Indústria capixaba mantém ritmo positivo em 2025 com alta em agosto em todas as bases de comparação, destaque para pelotas de minério e petróleo
Por Amanda Amaral
A indústria do Espírito Santo registrou o maior crescimento entre os estados brasileiros no acumulado entre janeiro e agosto (6,1%) e também na comparação com agosto de 2024 (15,3%), em ambos os casos, o crescimento foi acima de média nacional, respectivamente +0,9% e -0,7%. O desempenho positivo é fruto do crescimento da indústria extrativa, com produção de pelotas de minério de ferro e petróleo e gás.

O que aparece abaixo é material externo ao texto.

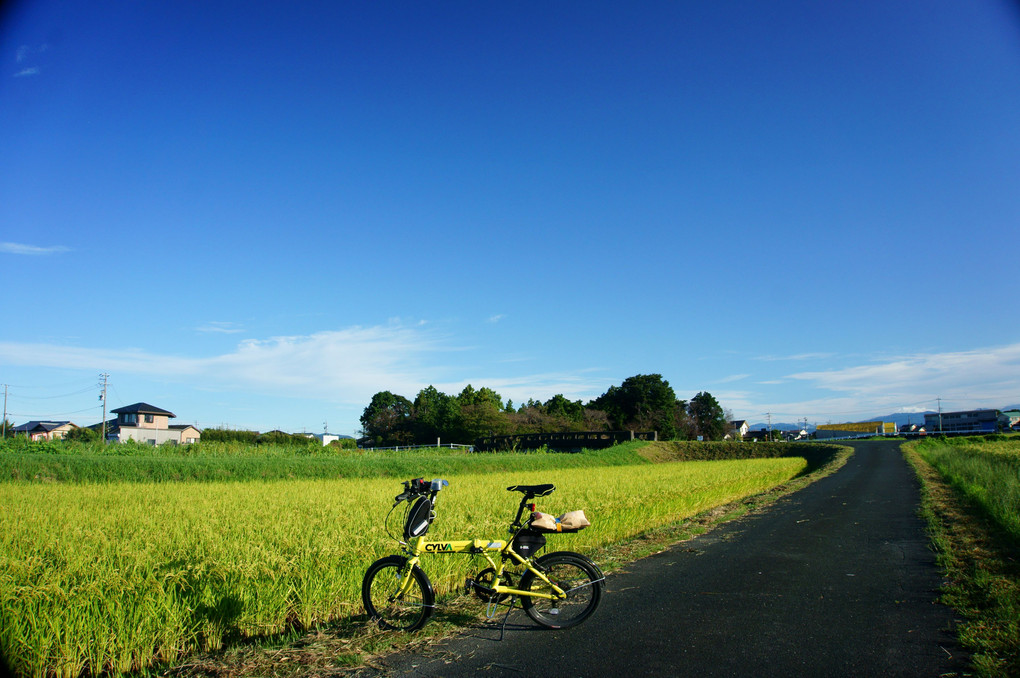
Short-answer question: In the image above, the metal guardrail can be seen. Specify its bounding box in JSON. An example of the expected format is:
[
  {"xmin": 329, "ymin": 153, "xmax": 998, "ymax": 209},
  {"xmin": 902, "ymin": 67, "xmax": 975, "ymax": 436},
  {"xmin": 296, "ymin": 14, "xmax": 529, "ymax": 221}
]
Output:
[{"xmin": 358, "ymin": 442, "xmax": 474, "ymax": 452}]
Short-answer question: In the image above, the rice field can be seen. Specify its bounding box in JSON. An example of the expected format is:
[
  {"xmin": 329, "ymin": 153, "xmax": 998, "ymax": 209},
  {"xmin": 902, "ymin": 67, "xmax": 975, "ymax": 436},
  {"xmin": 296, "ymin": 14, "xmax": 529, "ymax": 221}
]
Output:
[
  {"xmin": 0, "ymin": 458, "xmax": 807, "ymax": 676},
  {"xmin": 917, "ymin": 436, "xmax": 1020, "ymax": 544}
]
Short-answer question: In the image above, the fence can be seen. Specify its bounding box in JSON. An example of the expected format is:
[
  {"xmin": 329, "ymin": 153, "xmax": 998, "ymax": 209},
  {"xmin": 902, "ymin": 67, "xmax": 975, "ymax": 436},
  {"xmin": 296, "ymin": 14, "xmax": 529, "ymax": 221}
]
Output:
[{"xmin": 474, "ymin": 431, "xmax": 659, "ymax": 452}]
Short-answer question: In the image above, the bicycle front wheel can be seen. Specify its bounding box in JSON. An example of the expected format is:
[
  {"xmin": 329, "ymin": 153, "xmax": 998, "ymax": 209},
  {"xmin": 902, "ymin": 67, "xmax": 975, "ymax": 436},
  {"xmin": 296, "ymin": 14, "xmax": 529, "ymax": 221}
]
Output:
[
  {"xmin": 361, "ymin": 556, "xmax": 436, "ymax": 631},
  {"xmin": 520, "ymin": 552, "xmax": 604, "ymax": 629}
]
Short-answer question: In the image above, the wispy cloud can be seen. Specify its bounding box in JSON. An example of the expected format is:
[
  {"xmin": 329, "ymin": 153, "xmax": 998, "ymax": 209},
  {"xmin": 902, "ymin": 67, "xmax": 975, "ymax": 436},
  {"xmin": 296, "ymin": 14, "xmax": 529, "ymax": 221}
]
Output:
[
  {"xmin": 0, "ymin": 243, "xmax": 70, "ymax": 256},
  {"xmin": 14, "ymin": 43, "xmax": 50, "ymax": 77},
  {"xmin": 754, "ymin": 344, "xmax": 1020, "ymax": 421},
  {"xmin": 755, "ymin": 353, "xmax": 835, "ymax": 362},
  {"xmin": 195, "ymin": 320, "xmax": 245, "ymax": 334},
  {"xmin": 0, "ymin": 323, "xmax": 606, "ymax": 407}
]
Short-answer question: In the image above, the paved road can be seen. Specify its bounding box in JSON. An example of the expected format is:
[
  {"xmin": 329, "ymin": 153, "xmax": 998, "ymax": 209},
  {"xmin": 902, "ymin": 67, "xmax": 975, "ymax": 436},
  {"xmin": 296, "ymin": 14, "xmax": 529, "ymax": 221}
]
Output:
[{"xmin": 360, "ymin": 442, "xmax": 966, "ymax": 678}]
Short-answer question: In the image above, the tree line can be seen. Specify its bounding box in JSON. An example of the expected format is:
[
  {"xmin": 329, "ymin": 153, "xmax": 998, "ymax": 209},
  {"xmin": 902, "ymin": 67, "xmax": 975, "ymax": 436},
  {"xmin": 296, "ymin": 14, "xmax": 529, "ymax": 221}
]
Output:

O setor industrial do estado também apresentou alta nas outras duas bases de comparação, 2,4% no acumulado de 12 meses e 0,4% na comparação com julho, assim com a indústria extrativa 3,4% e 0,5% nestas bases de comparação respectivamente.
Os dados são Pesquisa Industrial Mensal Regional (PIM-PF) do Instituto Brasileiro de Geografia e Estatística (IBGE), conforme Boletim da Indústria Capixaba da Federação das Indústrias do Espírito Santo (Findes), referente a agosto deste ano.
Chamam atenção as maiores altas da indústria extrativa entre quatro bases de comparação: no acumulado do ano (+9,5%) e referente a agosto de 2024 (+25,5%), em ambos os casos impulsionadas pela produção de pelotas de minério de ferrro e petróleo e gás.
A indústria de transformação apresentou queda no acumulado entre janeiro e agosto (-0,3) e na comparação com agosto de 2024 (-3,6). Em ambos os casos, a retração foi puxada pelo desempenho da Fabricação de produtos de minerais não-metálicos, os penhores desempenhos foram -4,5% nos oito meses do ano e -6,6% na comparação com o mesmo mês do ano anterior. Nesta última base de comparação, o setor de metalurgia também apresentou queda acentuada, -6,6%.
Na análise do Boletim da Indústria Capixaba, até o oitavo mês do ano, o setor se destacou nacionalmente. São pontuados no estudo, o processo de retomada da Samarco e o avanço nas produções do navioplataforma Maria Quitéria da Petrobras.
O Boletim também ressalta o cenário internacional com o tarifaço de Donald Trump, presidente dos Estados Unidos, o que gerou tensões comerciais que seguem em crescimento, sem garantias de acordos duradouros, incertezas que abalam o mercado de commodities, que já vinha respondendo aos efeitos do prolongamento dos conflitos geopolíticos.
No acumulado do ano até agosto, a cotação do minério de ferro contraiu 11,4%. Os preços da celulose caíram 19,9% no mercado chinês e 14,1% no mercado europeu. O preço do barril de petróleo Brent reduziu 15,3% e o preço do barril de petróleo WTI contraiu 15,5%. Como reflexo, segundo a análise da Findes, as exportações da indústria capixaba, dependentes das oscilações nos preços desses produtos, recuaram 8,7% em termos de valor, embora tenha crescido 6,6% em termos de volume.
O ambiente doméstico no final de 2025 também foi pontuado, com a melhora nas expectativas de inflação, reforçando uma perspectiva de redução dos juros ao longo de 2026, o que pode contribuir para a manutenção do dinamismo do setor industrial. A meta é de 3,0% com intervalos de tolerância de mais ou menos 1,5 p.p.) e, segundo o relatório Focus, o mercado projeta que o IPCA, atualmente em 5,17%, encerre 2025 em 4,56% e 2026 em 4,20%.